Moreover, the water flowing through the respective upper fluid flow
paths (401), (402), (403) flows out from the respective downstream
open ends (11b), (12b), (13b), which open at a left-end upper
region of the front side wall (301) of the case body (30), to the
internal space of the collection header (24) provided from the
left-end upper region of the front side wall (301) of the case body
(30) to a central region thereof. The water that has flown out to
the collection header (24) is discharged to the hot-water supply
pipe (42) via a hot-water supply port (25) provided in the
collection header (24).
[0047] On the other hand, when drainage work is performed in the
water heater (4) of the present embodiment, the water is discharged
from the lower water supply port (20). Then, following discharging
of the water from the water supply port (20), the water remaining
in the first and second heat transfer pipes (1), (2) flows
reversely through the first and second heat transfer pipes (1), (2)

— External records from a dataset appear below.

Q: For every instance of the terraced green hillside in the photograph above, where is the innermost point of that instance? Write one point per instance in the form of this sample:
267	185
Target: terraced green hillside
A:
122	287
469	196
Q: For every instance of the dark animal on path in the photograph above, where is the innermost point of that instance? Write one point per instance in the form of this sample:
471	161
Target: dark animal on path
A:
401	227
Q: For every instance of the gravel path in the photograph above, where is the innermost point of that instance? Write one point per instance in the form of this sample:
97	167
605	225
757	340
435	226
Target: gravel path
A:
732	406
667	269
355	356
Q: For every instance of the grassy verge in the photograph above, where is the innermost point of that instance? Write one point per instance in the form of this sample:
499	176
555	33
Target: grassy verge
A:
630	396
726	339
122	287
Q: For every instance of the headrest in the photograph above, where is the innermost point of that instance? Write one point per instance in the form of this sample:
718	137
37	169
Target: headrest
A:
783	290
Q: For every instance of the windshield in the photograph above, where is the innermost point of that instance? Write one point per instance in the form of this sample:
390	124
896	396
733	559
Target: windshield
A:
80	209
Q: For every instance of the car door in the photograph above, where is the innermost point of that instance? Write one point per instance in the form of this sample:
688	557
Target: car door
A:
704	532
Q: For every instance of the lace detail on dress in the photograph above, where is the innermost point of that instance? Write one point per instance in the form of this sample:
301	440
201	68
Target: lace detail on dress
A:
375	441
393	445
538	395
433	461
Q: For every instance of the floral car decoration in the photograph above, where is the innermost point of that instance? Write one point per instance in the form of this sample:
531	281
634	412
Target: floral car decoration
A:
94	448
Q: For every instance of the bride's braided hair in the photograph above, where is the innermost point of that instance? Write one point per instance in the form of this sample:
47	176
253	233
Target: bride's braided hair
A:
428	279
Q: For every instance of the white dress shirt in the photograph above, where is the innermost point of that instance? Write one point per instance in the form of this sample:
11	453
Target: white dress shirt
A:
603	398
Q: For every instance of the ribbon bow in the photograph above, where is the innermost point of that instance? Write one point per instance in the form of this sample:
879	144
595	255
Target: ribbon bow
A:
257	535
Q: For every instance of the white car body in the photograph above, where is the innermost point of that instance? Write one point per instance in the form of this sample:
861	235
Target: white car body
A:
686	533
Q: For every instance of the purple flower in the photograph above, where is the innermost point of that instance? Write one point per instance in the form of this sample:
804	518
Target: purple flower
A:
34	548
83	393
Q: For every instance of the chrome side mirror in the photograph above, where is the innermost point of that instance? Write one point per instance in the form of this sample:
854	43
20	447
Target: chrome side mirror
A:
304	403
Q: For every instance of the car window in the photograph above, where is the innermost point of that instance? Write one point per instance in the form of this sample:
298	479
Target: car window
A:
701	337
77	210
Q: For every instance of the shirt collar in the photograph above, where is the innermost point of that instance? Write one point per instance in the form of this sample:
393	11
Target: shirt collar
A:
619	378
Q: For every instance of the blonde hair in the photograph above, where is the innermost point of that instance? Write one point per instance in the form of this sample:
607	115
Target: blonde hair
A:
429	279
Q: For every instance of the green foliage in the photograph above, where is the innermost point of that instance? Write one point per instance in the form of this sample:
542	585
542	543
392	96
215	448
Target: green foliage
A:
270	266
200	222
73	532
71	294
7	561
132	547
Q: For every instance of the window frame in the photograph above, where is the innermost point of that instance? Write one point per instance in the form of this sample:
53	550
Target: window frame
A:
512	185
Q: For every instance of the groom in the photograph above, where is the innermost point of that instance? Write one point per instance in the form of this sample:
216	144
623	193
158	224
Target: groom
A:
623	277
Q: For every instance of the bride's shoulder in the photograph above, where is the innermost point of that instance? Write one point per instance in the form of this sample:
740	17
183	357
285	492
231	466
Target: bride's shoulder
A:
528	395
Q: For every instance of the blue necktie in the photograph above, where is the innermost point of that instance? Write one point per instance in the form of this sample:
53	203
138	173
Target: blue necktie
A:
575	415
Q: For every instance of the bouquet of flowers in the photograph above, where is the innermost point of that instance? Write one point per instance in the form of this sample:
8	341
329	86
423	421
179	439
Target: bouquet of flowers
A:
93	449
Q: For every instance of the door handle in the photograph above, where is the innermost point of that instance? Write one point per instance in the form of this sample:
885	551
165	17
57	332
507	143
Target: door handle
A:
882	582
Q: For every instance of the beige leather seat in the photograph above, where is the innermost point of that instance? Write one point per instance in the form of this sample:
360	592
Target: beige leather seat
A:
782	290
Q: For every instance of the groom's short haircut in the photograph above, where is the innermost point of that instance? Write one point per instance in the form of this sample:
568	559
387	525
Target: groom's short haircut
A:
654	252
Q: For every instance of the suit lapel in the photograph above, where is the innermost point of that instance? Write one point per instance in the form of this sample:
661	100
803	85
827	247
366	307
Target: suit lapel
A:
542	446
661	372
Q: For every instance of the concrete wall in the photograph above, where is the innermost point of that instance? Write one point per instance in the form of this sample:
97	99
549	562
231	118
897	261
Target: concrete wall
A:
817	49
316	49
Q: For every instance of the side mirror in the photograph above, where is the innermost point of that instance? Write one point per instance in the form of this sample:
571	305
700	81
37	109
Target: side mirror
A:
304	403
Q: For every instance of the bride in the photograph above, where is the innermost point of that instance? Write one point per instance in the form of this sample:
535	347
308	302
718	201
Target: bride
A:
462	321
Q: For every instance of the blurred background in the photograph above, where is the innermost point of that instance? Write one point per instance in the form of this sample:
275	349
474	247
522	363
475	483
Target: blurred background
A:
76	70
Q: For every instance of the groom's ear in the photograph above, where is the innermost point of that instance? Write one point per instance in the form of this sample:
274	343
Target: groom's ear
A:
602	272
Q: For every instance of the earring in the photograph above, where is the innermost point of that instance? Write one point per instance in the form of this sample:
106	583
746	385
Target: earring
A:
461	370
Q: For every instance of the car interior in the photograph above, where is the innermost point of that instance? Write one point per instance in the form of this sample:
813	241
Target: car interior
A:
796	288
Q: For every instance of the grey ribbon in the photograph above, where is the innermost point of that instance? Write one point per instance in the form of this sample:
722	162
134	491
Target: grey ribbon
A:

toward the upstream open ends (2a) of the second heat transfer
pipes (2).
[0048] Moreover, following discharging of the water, the water
filling the internal spaces of the distribution header (22) and the
collection header (24) decreases, and water levels in the internal
spaces thereof drop. When the water level drops below the hot-water
supply port (25) of the collection header (24), air enters the
collection header (24) from the hot-water supply port (25), and a
volume of the discharged water is replaced with air.
[0049] As shown in FIG. 3, among the plurality of first heat
transfer pipes (1), the downstream open end (11b) of the heat
transfer pipe (11) located at the uppermost stage is first opened
to an air layer in the collection header (24). Then, as shown by an
arrow 1, as the water is discharged from the upstream open end
(11a) (see FIG. 2), the air flows into the heat transfer pipe (11)
located at the uppermost stage. As described above, since the water
in the heat transfer pipe (11) located at the uppermost stage is
preferentially discharged, the water hardly remains in the heat
transfer pipe (11) located at the uppermost stage.
[0050] Subsequently, as the water level in the distribution header
(22) further drops, the water in the heat transfer pipe (12)
located at the middle stage is also discharged from the upstream
open end (12a) (see FIG. 2). Then, as shown by an arrow 2, the air
flows into the heat transfer pipe (12) located at the middle stage
from the downstream open ends (12b).
[0051] Finally, the water is discharged from the upstream open end
(13a) of the heat transfer pipe (13) located at the lowermost stage
(see FIG. 2). Although the heat transfer pipe (13) is communicated
with the internal space of the collection header (24), the
downstream open end (13b) is open to a lower region in the
collection header (24). Therefore, all the water in the heat
transfer pipe (13) located at the lowermost stage is hardly
replaced with air, and the water tends to remain in the heat
transfer pipe (13).
[0052] In particular, as compared with the heat transfer pipes
(11), (12) located at the uppermost and middle stages, in the heat
transfer pipe (13) located at the lowermost stage, a water head
pressure is lowered by discharging of the water up to that time.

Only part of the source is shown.